Attacchi aerei e crimini di guerra
Un rapporto recente di Human Rights Watch (HRW) ha documentato attacchi aerei indiscriminati condotti dalle SAF contro la città di Nyala, nel Darfur meridionale. Questi bombardamenti hanno colpito quartieri residenziali e commerciali, causando decine di vittime civili, tra cui donne e bambini. Le bombe utilizzate, imprecise e a largo raggio, hanno reso impossibile una distinzione tra obiettivi militari e civili, configurando crimini di guerra secondo il diritto internazionale umanitario.

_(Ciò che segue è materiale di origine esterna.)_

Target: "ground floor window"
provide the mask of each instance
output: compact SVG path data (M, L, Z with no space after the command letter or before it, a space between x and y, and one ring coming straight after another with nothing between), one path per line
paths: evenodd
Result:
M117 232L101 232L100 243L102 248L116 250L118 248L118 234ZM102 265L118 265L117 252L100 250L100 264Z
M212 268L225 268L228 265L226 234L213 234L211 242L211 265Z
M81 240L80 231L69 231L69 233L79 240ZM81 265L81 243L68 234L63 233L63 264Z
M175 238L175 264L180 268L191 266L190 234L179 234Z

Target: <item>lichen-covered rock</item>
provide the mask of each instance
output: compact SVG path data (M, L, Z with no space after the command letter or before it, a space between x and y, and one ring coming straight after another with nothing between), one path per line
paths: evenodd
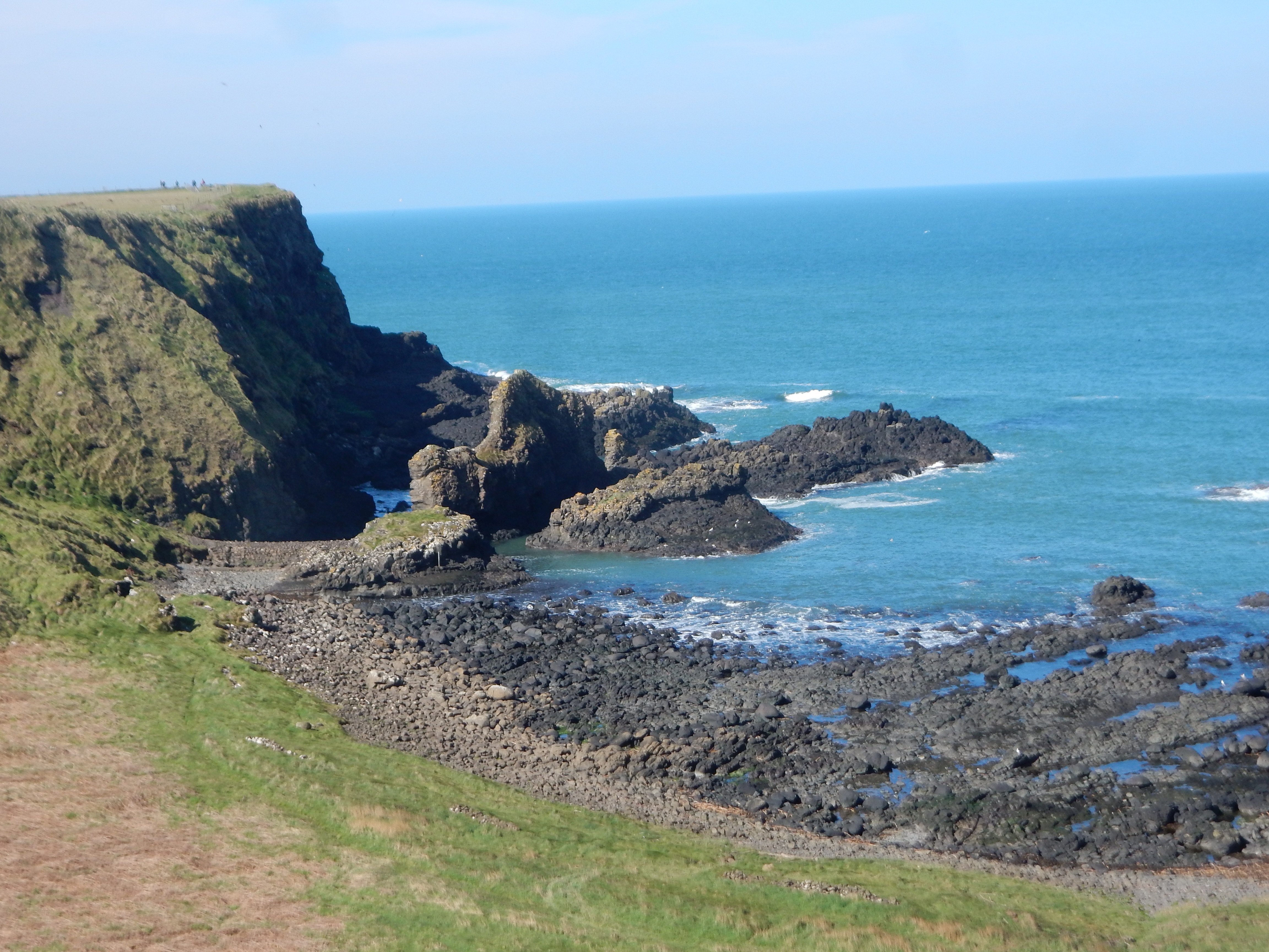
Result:
M774 498L805 495L815 486L873 482L911 476L931 466L985 463L992 458L986 446L938 416L916 419L882 404L876 411L821 416L811 426L783 426L759 440L709 440L623 465L674 470L707 459L737 462L745 467L745 485L753 495Z
M745 491L744 467L711 461L650 468L566 499L533 548L703 556L761 552L801 531Z
M415 505L453 509L494 532L541 528L560 500L607 481L590 405L527 371L490 396L477 447L424 447L410 461Z
M582 393L582 399L595 414L595 453L600 456L607 454L609 430L617 430L634 449L664 449L714 432L712 424L674 402L670 387L609 387Z

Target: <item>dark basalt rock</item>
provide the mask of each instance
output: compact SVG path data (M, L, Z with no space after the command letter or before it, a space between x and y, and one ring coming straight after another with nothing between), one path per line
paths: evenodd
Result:
M410 459L415 505L471 515L486 532L541 528L561 499L607 482L590 405L525 371L490 396L478 446L429 446Z
M702 556L761 552L801 531L745 491L735 463L692 463L666 473L645 470L588 495L566 499L530 548Z
M821 416L813 425L783 426L746 443L709 440L667 453L641 454L622 466L680 466L711 459L745 467L745 487L755 496L799 496L815 486L872 482L910 476L935 466L985 463L991 451L938 416L914 418L882 404L849 416Z
M674 402L670 387L610 387L582 393L582 400L595 414L596 456L604 454L609 430L617 430L632 451L664 449L714 432L712 424Z
M1131 575L1112 575L1093 586L1093 607L1104 612L1126 612L1147 608L1155 590Z

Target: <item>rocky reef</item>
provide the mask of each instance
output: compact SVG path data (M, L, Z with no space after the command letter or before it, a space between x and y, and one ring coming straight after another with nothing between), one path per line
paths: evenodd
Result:
M811 426L783 426L744 443L709 440L662 453L638 453L614 463L626 468L675 470L706 459L737 462L758 498L799 496L815 486L914 476L931 466L992 459L991 451L938 416L914 418L890 404L848 416L821 416Z
M490 395L489 429L475 448L429 446L410 459L416 506L471 515L491 533L538 528L561 499L607 481L590 405L527 371Z
M652 467L566 499L530 548L708 556L761 552L799 534L745 490L739 463Z
M595 453L604 456L604 438L615 430L633 449L664 449L713 433L683 404L671 387L609 387L582 393L595 414Z

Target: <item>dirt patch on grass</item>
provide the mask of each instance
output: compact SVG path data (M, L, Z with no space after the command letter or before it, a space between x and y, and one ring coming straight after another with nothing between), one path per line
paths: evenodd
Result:
M324 869L288 849L305 834L192 816L114 743L103 683L47 646L0 650L0 948L327 948L339 923L298 897Z

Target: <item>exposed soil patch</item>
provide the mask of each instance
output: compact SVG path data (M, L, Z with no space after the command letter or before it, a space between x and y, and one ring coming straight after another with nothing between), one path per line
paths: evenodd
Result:
M102 684L47 646L0 651L0 947L329 948L339 923L296 897L320 872L286 849L302 834L183 815L180 786L112 743Z
M1188 659L1206 641L1099 650L1157 638L1166 619L986 632L882 661L826 644L798 664L574 599L250 603L260 621L232 640L339 704L353 736L536 796L769 853L949 862L1152 909L1269 892L1255 750L1269 701L1195 693L1211 675ZM1005 674L1085 647L1103 660L1079 673ZM1132 777L1090 769L1128 758Z

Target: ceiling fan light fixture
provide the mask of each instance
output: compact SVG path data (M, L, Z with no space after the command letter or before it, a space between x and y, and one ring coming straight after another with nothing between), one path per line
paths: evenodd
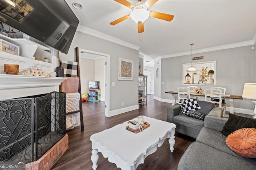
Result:
M83 6L80 4L76 2L74 2L72 4L72 6L74 8L78 10L81 10L83 9Z
M135 9L132 12L130 16L136 23L141 23L148 18L149 12L145 9Z

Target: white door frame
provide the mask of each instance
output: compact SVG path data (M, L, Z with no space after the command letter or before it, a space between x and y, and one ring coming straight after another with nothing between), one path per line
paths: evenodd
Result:
M86 53L104 56L106 57L106 65L105 72L106 74L105 77L105 82L106 85L104 86L105 87L105 115L107 117L110 117L109 115L110 112L110 55L107 54L99 53L96 51L87 50L84 49L79 49L79 53L78 56L79 57L79 61L81 61L81 52L83 51Z
M144 74L144 75L145 76L148 76L148 78L149 77L150 77L149 78L149 80L150 81L152 81L151 80L151 78L152 78L151 77L151 71L144 71L144 72L143 72L143 74ZM150 93L149 93L149 94L148 94L148 93L147 93L147 94L151 94L151 84L150 83L150 82L148 82L148 83L147 84L147 86L148 86L147 87L147 90L148 90L148 90L149 90L149 91L150 92ZM150 88L148 88L148 84L150 85Z

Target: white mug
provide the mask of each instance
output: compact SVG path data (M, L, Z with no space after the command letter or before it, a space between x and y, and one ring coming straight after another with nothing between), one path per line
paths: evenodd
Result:
M144 120L144 119L143 119L143 116L139 116L138 117L138 120L139 121L143 121Z

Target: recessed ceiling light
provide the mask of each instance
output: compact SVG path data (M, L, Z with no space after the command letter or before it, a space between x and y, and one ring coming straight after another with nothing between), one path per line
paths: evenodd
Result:
M83 6L82 6L80 4L78 4L78 3L74 2L72 4L72 6L74 8L76 9L77 9L78 10L81 10L83 9Z

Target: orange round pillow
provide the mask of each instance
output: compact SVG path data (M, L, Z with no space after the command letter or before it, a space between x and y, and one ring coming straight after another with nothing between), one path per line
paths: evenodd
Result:
M226 143L231 150L242 156L256 158L256 129L237 130L228 136Z

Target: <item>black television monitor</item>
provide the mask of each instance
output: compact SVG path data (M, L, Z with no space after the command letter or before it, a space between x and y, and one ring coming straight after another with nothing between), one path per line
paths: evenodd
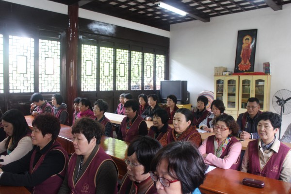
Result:
M189 103L189 92L187 91L187 81L180 80L161 81L161 97L166 102L167 97L173 94L177 97L178 104Z

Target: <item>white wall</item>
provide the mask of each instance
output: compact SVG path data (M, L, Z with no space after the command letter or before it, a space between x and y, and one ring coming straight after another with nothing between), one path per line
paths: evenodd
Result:
M233 72L238 31L258 29L255 71L270 62L272 75L270 110L274 94L291 91L291 4L274 11L270 8L171 26L170 79L188 81L191 103L199 92L214 91L214 67ZM291 103L291 102L289 102ZM282 131L291 123L291 113L282 118Z

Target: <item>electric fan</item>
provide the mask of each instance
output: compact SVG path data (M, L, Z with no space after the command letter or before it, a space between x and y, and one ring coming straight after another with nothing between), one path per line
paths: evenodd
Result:
M272 103L274 109L282 114L288 114L291 113L291 91L288 90L280 90L274 94ZM281 138L281 128L279 130L279 139Z

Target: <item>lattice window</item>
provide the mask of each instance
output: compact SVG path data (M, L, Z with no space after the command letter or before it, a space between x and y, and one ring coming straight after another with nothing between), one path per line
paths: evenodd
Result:
M59 92L61 43L40 39L38 44L39 92Z
M4 93L3 70L3 35L0 34L0 93Z
M34 92L33 38L9 36L9 92Z
M129 51L116 49L116 90L128 90Z
M154 60L152 53L145 53L144 64L144 84L145 90L154 89Z
M131 51L131 90L142 89L142 52Z
M81 90L96 91L97 78L97 47L82 45Z
M113 49L100 48L100 90L113 90Z
M165 79L165 57L157 54L156 58L156 90L160 90L161 81Z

Le RSF, dal canto loro, sono responsabili di saccheggi, detenzioni arbitrarie, stupri di massa e attacchi a strutture civili, inclusi ospedali e scuole. La comunità internazionale, pur consapevole, appare incapace di fermare la spirale di violenze.
La difficile situazione di Al-Fashir e il ruolo di MSF
Ad Al-Fashir, la popolazione civile è letteralmente intrappolata tra violenze e blocchi, con le RSF che impediscono l’accesso ai corridoi umanitari. I team di Medici Senza Frontiere hanno curato quasi 400 feriti e accolto oltre 700 sfollati solo negli ultimi giorni di ottobre, molti con ferite da arma da fuoco, torture e malnutrizione grave.
I sopravvissuti raccontano di massacri, rapimenti a scopo di riscatto e violenze sistematiche, con centinaia di famiglie ancora ostaggio delle milizie. MSF invita con urgenza le RSF a risparmiare i civili e consente loro di mettersi in salvo, mentre chiede alla comunità internazionale di intervenire per fermare questa mattanza.
Il conflitto continua a estendersi in altre aree come il Kordofan, dove la conquista di Babanusa da parte delle RSF alimenta il rischio di nuovi campi di sterminio, con comunicazioni e internet spesso oscurati per impedire la diffusione delle notizie.
La popolazione sudanese, stremata dalla guerra, dalla fame e dalle epidemie, vive una realtà di sofferenza quotidiana che rischia di essere dimenticata in un mondo distratto e diviso geopoliticamente.